Cuando el relato se hallaba en todo su apogeo, entró Patrick y tomó parte en la narración, llegando hasta el punto de representar el papel de Rudi Scherz.

—Y tía Letty estaba allí, en el rincón, junto a la arcada. Ponte allí, tía Letty.

Miss Blacklock obedeció y le enseñaron a miss Marple los agujeros que habían hecho las balas.

—¡Qué maravillosa y providencial salvación! —exclamó emocionada.

—Estaba a punto de ofrecerles cigarrillos a mis invitados —Miss Blacklock señaló la caja de plata que había sobre la mesa.

—La gente es tan poco cuidadosa cuando fuma —dijo miss Bunner con desaprobación—. Ya nadie respeta los muebles buenos como antes. ¡Fíjate en la quemadura que hizo alguien en esta hermosa mesa! ¡Vergonzoso!

Miss Blacklock exhaló un suspiro.

—Me temo que a veces piensa una demasiado en las cosas que tiene.

—¡Es una mesa tan bonita, Letty!

Miss Bunner amaba las cosas de su amiga tanto como si hubieran sido suyas. A Bunch Harmon siempre le había parecido que eso era una de las características que más adorable la hacían. No daba la más mínima muestra de envidia.

—Sí que es una mesa muy bonita —asintió cortésmente miss Marple—. ¡Y qué hermosa lámpara de porcelana la que hay encima!

De nuevo fue miss Bunner quien aceptó la alabanza, como si ella y no miss Blacklock fuera la propietaria de la lámpara.

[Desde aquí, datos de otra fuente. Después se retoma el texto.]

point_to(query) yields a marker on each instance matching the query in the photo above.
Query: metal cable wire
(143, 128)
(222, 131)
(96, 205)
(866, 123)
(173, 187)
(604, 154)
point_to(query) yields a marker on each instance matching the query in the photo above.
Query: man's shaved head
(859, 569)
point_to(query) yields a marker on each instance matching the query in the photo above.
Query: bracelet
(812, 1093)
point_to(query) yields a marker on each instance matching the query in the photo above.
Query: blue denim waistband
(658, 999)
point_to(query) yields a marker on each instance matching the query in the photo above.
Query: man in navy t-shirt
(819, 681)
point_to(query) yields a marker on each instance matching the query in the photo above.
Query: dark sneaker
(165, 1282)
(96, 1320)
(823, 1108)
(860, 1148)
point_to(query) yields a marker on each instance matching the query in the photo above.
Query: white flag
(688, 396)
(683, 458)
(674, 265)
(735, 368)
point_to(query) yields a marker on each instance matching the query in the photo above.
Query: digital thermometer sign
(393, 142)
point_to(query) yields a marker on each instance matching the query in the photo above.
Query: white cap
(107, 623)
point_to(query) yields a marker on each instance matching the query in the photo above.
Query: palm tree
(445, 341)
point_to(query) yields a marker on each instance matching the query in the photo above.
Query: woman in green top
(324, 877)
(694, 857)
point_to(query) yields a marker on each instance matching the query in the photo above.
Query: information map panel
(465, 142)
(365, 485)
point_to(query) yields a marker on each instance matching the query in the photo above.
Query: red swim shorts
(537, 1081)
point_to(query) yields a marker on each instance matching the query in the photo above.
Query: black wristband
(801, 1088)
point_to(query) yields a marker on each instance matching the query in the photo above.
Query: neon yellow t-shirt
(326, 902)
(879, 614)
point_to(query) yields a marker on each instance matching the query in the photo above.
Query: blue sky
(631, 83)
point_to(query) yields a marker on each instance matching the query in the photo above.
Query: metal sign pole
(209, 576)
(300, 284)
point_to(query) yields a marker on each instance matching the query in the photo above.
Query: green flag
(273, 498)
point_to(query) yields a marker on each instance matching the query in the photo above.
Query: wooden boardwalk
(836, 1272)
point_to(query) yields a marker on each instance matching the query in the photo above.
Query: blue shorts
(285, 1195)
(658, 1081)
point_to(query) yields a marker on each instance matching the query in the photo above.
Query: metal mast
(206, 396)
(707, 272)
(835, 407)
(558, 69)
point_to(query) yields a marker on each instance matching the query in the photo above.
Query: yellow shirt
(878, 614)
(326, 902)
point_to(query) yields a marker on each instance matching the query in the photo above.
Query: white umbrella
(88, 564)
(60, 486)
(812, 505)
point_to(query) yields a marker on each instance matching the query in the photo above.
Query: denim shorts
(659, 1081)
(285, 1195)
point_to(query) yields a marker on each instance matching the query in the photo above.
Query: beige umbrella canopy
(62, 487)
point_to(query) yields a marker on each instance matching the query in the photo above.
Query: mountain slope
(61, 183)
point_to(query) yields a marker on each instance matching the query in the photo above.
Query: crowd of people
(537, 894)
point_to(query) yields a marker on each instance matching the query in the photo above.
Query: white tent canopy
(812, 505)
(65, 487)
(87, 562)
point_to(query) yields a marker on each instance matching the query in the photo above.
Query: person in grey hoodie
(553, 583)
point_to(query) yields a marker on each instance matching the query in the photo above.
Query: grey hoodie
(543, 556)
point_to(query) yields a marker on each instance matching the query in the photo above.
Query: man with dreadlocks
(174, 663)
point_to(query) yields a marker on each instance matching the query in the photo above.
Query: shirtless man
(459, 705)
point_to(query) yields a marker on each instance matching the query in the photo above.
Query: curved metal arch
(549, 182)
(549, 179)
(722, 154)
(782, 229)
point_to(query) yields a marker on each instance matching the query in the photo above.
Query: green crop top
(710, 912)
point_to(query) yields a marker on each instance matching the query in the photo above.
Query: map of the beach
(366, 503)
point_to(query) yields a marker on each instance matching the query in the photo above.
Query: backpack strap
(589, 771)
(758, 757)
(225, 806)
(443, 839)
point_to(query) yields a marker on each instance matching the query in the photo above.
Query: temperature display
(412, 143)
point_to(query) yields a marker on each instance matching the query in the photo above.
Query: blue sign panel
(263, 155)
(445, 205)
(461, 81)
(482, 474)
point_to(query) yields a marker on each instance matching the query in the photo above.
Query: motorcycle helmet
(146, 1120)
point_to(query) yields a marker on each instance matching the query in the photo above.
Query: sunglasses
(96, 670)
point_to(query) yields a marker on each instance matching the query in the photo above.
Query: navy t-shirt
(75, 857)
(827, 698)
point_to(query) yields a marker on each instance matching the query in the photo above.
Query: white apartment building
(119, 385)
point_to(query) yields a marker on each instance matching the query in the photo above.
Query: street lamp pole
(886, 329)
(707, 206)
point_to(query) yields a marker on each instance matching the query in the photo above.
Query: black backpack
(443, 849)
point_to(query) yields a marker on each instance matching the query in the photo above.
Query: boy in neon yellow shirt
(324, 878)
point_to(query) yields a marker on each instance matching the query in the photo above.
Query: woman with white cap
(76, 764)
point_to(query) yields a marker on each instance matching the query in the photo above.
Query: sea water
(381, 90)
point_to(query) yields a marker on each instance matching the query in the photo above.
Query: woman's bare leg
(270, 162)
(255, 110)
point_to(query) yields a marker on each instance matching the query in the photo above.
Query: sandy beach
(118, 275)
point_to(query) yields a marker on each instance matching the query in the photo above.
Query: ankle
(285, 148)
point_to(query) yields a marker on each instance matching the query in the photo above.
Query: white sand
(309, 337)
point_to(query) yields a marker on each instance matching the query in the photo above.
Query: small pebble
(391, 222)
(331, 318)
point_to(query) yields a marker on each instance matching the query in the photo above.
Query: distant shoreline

—¿Verdad que es deliciosa? De Dresde. Hay una pareja. Creo que la otra se encuentra ahora en el cuarto de invitados.

—Sabes dónde está todo lo de la casa, Dora. O crees saberlo —dijo miss Blacklock de muy buen humor—. Te preocupan mis cosas mucho más que a mí.

Miss Bunner se puso colorada.

—Me gustan las cosas hermosas —se defendió, con un tono donde se mezclaban el desafío y la tristeza.

—Confieso —observó miss Marple— que también a mí me resultan muy queridas las pocas cosas que poseo. ¡Me traen tantos recuerdos! Lo mismo ocurre con los retratos. Hoy en día la gente tiene tan pocos retratos. A mí me gusta conservar las fotografías de todos mis sobrinos y sobrinas: cuando estaban en pañales, de niños, y así sucesivamente.

—Tiene usted una mía terrible, de cuando tenía tres años —dijo Bunch—. Con un fox terrier y los ojos bizcos.

—Supongo que su tía conserva muchos recuerdos de usted —dijo miss Marple encarándose con Patrick.

—Oh, no somos más que primos lejanos —contestó el joven.

—Me parece que Elinor me mandó una tuya de cuando eras pequeño, Pat —dijo miss Blacklock—, pero me temo que no la conservé. En realidad, había olvidado cuántos hijos tenía y sus nombres, hasta que escribió diciéndome que estabais los dos aquí.